Inclusion-Exclusion principle, which will be called from now also the principle, is a famous and very useful technique in combinatorics, probability and counting.

For the purpose of this article, at the beginning the most common application of the principle, which is counting the cardinality of sum of $$n$$ sets, will be considered. Later, more applications will be given.

**Cardinality of the sum of sets**

For a given set $$A$$ of $$n$$ sets $$A_1, A_2, \ldots, A_n$$, let $$S_n$$ be the sum of these sets, more formally, $$S_n = \bigg|\bigcup_{i=1}^n A_i\bigg|$$

The principle gives a direct formula for computing $$S_n$$. It is important to notice that since any two of given sets can have a non-empty intersection, the cardinality of their sum can be smaller than the sum of their cardinalities. This is the reason why inclusion-exclusion principle is so useful.

**The formula:**

$$$S_n = \sum_{i = 1}^n |A_i| - \sum_{1 \leq i < j \leq n} |A_i \cap A_j| + \sum_{1 \leq i < j < k \leq n} |A_i \cap A_j \cap A_k| - \ldots + (-1)^{n - 1} \cdot |A_1 \cap \ldots \cap A_n|$$$

If for a given set $$A$$ of $$n$$ sets $$A_1, A_2, \ldots, A_n$$, the cardinality of intersection of sets in any subset of $$A$$ can be computed efficiently, then the formula can be used in order to get the value of $$S_n$$.

A very important thing to notice is that the formula can be quite long. Actually, each subset of $$A$$ is considered exactly once in the formula, thus the formula for a set of $$n$$ sets has $$2^n$$ components. This is very important fact to keep in mind. Inclusion-exclusion principle has may different applications, but in some of them the complexity cost of using it is too big to be practical.

**Example:**

Let $$A$$ be a set of $$4$$ sets:

$$A_1 = {1,2,3}$$

$$A_2 = {2,3,4}$$

$$A_3 = {1,3,5}$$

$$A_4 = {2, 3}$$

The goal is to compute the cardinality of sum of all the above subsets. For the purpose of the example, let $$A_{i, j}, A_{i, j, k}, A_{i, j, k, l}$$ denote correspondently the intersection of sets $$A_i$$ and $$A_j$$, the intersection of sets $$A_i, A_j, A_k$$, and the intersection of sets $$A_i, A_j, A_k, A_l$$.

Then the formula for the above example looks like this:

$$$|A_1| + |A_2| + |A_3| + |A_4| - |A_{1,2}| - |A_{1,3}| - |A_{1, 4}| - |A_{2,3}| - |A_{2,4}| - |A_{3,4}| + |A_{1,2,3}| + |A_{1,2,4}| + |A_{1,3,4}| + |A_{2,3,4}| - |A_{1,2,3,4}|$$$

Since in the example the cardinality of each above intersection can be computed just by looking at the sets in the intersection, the formula is transformed to:

$$$3 + 3 + 3 + 2 - 2 - 2 - 2 - 1 - 2 - 1 + 1 + 2 + 1 + 1 - 1 = 5$$$

This example might seem trivial, because computing the cardinality of sum of all sets is as straightforward like computing the cardinality of their intersections. However, in many cases the complexity of computing these two values differ significantly. At the end of this article, there will be an example problem demonstrating such case. But first, a very handy method of implementing the formula will be given.

**Implementation:**

For the purpose of the article, let

```
int intersectionCardinality(vector<int> indices)
```

be a function returning the cardinality of intersection of sets $$A_i$$, where i is in the indices vector.

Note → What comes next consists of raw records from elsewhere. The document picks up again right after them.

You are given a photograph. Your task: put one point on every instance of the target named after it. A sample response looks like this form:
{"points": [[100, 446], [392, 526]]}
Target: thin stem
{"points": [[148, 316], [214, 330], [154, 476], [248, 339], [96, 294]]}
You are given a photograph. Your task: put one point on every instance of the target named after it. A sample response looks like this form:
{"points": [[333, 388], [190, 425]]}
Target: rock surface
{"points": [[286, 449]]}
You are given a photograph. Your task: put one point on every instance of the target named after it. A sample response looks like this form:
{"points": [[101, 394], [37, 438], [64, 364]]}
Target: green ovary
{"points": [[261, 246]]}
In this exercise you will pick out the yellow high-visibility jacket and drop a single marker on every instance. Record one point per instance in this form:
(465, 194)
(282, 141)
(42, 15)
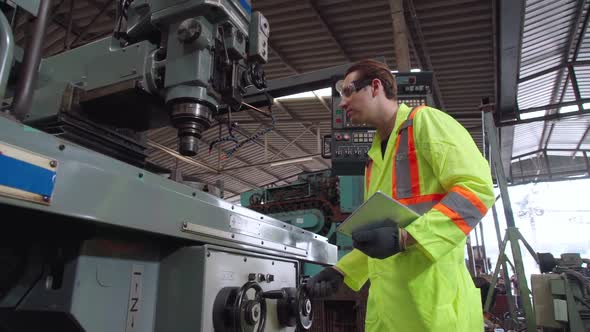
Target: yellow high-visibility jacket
(432, 165)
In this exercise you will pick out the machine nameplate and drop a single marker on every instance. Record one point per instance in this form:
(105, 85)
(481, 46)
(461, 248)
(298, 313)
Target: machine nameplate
(134, 299)
(234, 237)
(244, 225)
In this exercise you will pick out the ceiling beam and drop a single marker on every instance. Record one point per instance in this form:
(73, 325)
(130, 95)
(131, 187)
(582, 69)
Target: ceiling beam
(282, 135)
(85, 30)
(272, 149)
(309, 128)
(579, 145)
(511, 14)
(571, 47)
(282, 57)
(316, 10)
(241, 159)
(400, 36)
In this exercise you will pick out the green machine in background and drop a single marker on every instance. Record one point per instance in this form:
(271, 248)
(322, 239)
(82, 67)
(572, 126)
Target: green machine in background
(316, 202)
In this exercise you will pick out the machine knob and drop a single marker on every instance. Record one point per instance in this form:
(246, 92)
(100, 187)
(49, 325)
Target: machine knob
(278, 294)
(189, 30)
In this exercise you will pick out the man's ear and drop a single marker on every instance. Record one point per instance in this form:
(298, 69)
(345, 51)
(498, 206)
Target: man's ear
(375, 84)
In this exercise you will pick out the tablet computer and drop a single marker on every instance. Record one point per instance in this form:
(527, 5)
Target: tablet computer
(377, 208)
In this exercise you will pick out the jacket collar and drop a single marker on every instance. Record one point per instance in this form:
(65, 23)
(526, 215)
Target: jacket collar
(375, 151)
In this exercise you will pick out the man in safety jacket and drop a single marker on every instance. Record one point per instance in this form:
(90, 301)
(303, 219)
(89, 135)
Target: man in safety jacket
(426, 160)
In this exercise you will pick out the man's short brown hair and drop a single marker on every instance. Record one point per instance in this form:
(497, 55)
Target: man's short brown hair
(370, 69)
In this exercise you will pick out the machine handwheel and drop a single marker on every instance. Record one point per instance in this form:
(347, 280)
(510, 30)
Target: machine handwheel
(304, 309)
(295, 308)
(240, 309)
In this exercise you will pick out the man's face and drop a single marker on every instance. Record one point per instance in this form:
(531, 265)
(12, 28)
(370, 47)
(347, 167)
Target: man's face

Then the value of the formula can be computed by generating all subsets of $$A$$, which is the set of sets $$A_1, \ldots, A_n$$, and for each such subset, by computing the cardinality of its intersection and adding this value with an appropriate sign to the final result.

```
int n; // the number of sets in the set A
int result = 0; //final result, the cardinality of sum of all subsets of A
for(int b = 0; b < (1 << n); ++b)
{
vector<int> indices;
for(int k = 0; k < n; ++k)
{
if(b & (1 << k))
{
indices.push_back(k);
}
}
int cardinality = intersectionCardinality(indices);
if(indices.size() % 2 == 1) result += cardinality;
else result -= cardinality;
}
cout << result << endl; //printing the final result
```

This method of iterating over all subsets of some set using indicator vector is a super handy method and it is important to remember and master it. The idea is pretty simple, since there are $$2^n$$ subsets of a set of n elements, each integer in a range $$[0, 2^n)$$ represents an indicator vector of one such subset when this integer is interpreted as a binary number.